Why do people get so worked up about an upcoming game that they deck themselves not only in clothing that reflects the colors and iconography of their choice of sports team, but smear paint all over their face? Have you seen some Raiders fans? They don’t even look human.
Most modern American men will never be tried in combat. Sure, there are some brave men and women in the Middle East, bravely proving themselves in service to their country, but everyone else is getting their combat experience by playing Call of Duty and watching Saving Private Ryan.
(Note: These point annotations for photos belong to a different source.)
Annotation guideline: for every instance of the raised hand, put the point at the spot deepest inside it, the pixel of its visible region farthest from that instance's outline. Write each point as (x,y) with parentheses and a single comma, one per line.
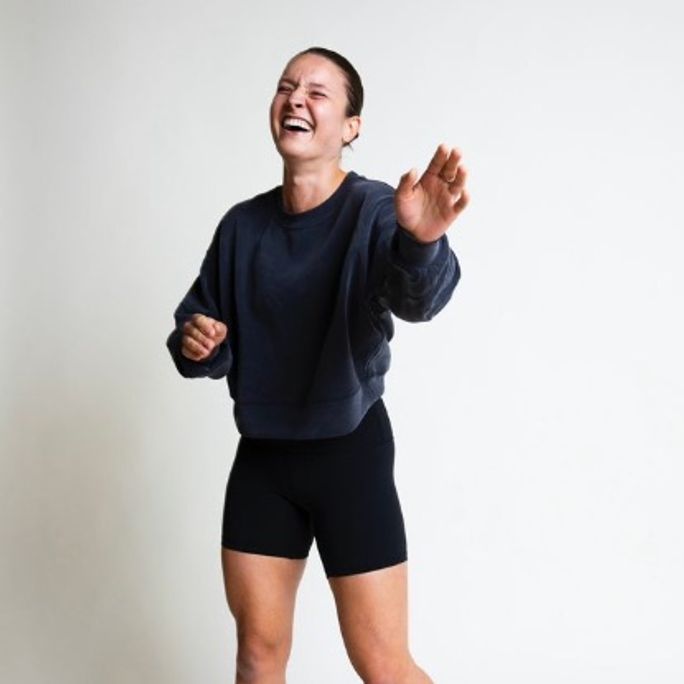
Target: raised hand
(201,336)
(427,207)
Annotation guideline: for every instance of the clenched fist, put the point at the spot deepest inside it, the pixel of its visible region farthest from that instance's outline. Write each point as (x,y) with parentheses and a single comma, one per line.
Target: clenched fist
(201,336)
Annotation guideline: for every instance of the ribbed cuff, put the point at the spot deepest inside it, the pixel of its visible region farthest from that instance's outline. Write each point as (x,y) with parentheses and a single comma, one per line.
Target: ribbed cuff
(413,251)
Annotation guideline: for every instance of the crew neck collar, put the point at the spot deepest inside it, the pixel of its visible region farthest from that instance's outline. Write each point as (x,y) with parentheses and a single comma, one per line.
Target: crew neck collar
(315,214)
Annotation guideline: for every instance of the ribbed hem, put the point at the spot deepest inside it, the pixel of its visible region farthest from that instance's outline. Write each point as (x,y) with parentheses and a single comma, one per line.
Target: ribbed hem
(311,421)
(413,251)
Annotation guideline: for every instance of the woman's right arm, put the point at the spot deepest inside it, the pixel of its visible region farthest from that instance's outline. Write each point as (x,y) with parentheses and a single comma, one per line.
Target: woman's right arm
(199,343)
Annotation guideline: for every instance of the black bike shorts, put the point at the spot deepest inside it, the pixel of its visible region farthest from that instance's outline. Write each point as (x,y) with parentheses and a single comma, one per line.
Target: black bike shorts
(283,493)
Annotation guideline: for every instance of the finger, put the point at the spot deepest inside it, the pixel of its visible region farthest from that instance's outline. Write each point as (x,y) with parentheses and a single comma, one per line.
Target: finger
(438,160)
(191,330)
(407,181)
(220,331)
(459,181)
(462,203)
(450,168)
(204,323)
(193,349)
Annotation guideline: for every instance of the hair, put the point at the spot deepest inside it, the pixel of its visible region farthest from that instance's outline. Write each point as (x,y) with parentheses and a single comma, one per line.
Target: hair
(353,83)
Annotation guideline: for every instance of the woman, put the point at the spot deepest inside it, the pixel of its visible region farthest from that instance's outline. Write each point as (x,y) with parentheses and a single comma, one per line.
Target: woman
(294,304)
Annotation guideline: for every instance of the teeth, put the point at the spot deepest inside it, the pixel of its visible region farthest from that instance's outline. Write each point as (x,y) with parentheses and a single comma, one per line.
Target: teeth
(293,121)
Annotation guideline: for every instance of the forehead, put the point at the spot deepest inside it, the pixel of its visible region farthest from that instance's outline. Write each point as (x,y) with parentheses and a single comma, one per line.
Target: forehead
(314,69)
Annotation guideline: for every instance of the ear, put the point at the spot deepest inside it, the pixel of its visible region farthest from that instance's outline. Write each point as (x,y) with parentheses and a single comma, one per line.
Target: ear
(352,126)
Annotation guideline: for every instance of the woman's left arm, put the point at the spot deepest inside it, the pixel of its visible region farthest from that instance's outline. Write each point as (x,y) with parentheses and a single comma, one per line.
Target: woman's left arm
(415,270)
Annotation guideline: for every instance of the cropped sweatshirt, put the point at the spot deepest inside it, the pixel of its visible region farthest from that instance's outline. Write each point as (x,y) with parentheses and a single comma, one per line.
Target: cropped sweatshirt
(308,300)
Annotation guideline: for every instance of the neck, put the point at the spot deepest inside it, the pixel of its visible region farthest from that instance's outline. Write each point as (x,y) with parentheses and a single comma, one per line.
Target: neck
(305,189)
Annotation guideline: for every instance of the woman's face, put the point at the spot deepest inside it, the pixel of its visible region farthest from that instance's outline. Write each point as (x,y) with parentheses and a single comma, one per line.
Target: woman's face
(311,95)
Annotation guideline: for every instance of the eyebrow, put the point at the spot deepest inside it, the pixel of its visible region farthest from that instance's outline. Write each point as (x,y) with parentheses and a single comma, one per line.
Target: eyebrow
(315,85)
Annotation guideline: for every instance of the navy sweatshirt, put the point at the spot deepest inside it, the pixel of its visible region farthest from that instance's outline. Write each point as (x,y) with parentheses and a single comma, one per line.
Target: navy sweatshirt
(308,300)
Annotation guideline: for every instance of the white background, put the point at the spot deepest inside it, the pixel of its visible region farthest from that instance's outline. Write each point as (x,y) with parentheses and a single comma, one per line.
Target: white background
(538,417)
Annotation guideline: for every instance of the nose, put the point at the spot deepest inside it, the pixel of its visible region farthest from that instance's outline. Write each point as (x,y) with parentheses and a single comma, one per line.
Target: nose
(296,96)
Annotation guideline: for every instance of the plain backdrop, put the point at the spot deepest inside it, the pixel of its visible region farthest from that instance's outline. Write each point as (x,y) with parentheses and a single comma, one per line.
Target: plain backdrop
(538,417)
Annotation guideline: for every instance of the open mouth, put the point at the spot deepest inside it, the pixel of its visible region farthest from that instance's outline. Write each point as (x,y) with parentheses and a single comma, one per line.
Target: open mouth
(296,125)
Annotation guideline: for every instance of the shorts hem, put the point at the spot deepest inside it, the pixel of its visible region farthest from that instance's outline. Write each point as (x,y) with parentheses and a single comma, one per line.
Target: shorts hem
(372,567)
(246,548)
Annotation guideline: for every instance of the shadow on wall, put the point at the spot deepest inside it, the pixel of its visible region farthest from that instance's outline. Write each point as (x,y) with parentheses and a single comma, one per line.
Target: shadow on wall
(90,590)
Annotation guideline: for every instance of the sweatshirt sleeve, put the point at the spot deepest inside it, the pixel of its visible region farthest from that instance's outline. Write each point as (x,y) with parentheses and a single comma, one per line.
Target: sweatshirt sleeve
(204,296)
(412,279)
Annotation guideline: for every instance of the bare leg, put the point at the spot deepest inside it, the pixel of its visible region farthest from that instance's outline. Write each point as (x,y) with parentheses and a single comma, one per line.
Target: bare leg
(261,592)
(372,608)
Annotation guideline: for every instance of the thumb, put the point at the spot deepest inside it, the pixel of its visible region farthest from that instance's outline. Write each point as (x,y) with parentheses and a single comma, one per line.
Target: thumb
(220,329)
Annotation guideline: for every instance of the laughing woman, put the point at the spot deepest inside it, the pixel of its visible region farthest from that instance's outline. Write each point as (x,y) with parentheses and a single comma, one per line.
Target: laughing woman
(293,304)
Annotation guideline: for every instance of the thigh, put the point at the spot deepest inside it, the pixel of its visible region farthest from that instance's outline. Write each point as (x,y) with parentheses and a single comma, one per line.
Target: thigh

…OR they consider their favorite sports team to be their side in a great battle. Just as Native Americans (and William Wallace) painted their faces in preparation for battle, these crazy fans do the same. And if they’re lucky enough to have a few crazy friends, they can all go shirtless and each bear a single letter on their hairy, beer-bellied abdomens, spelling out such creative slogans such as “GO PATS” or “NFL ON FOX.”
So that gave me an idea…
Tomorrow morning (Sunday), I’m painting the Christian flag on my face and I’m getting some styrofoam pointer fingers to pass out to the congregation. We’re going to get the people pumped up for the Pentecostal playoffs! We had a bye week last Sunday, but this week we go up against the Methodists, who defeated the Lutherans after a bitter struggle to gain the wild card spot. They have grit, but we’re on a roll. Our aisle-runners are fast as lightning, and I’m not sure their ushers are as consistent down the stretch as our own.
The only worry I have is that we’re almost sure to face the Southern Baptists in the championship service. They have experience on their side, but we have a young and fiery squad, eager to prove themselves. I like our chances.
It’s 2:23 AM, and I’m stupid. G’night.